Cross-Phase Adversarial Domain Adaptation for Deep Disease-free Survival Prediction with Gastric Cancer CT Images.

Abstract

Predicting gastric cancer disease-free survival (DFS) and identifying patients probably with high risk are imperative for more appropriate clinical treatment plans. Compared with CT-based radiomics researches adopting linear Cox proportional hazards models, deep neural networks can perform nonlinear transformations and investigate complex associations of image features with prognosis. Exploring shared information between post-contrast CT (with better visual enhancement) and pre-contrast CT (with few side effects and contraindications) is another challenge. In this work, a cross-phase adversarial domain adaptation (CPADA) framework is proposed to adapt a deep DFS prediction network (DDFS-Net) from arterial phase to pre-contrast phase. The DDFS-Net is designed for feature learning and trained by optimizing the average negative log function of Cox partial likelihood. The CPADA maps the feature space of pre-contrast phase (target) to arterial phase (source) in an adversarial manner by measuring Wasserstein distance. The proposed methods are evaluated on a dataset of 249 gastric cancer patients by concordance index, receiver operating characteristic curves, and Kaplan-Meier survival curves.
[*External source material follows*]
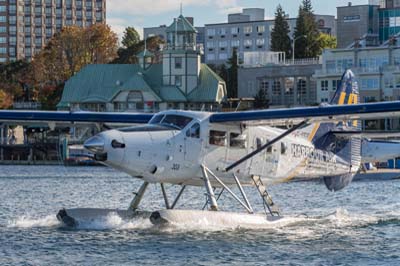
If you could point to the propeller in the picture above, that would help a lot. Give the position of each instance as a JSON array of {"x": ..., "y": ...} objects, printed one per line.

The results demonstrate that our DDFS-Net outperforms linear survival analysis methods, and the CPADA works better than supervised learning and direct transfer schemes.Clinical Relevance-This work enables preoperative DFS prediction and risk stratification in gastric cancer. It is feasible and effective to infer a patient's risk of failure given a pre-contrast CT image by DDFS-Net adapted by CPADA.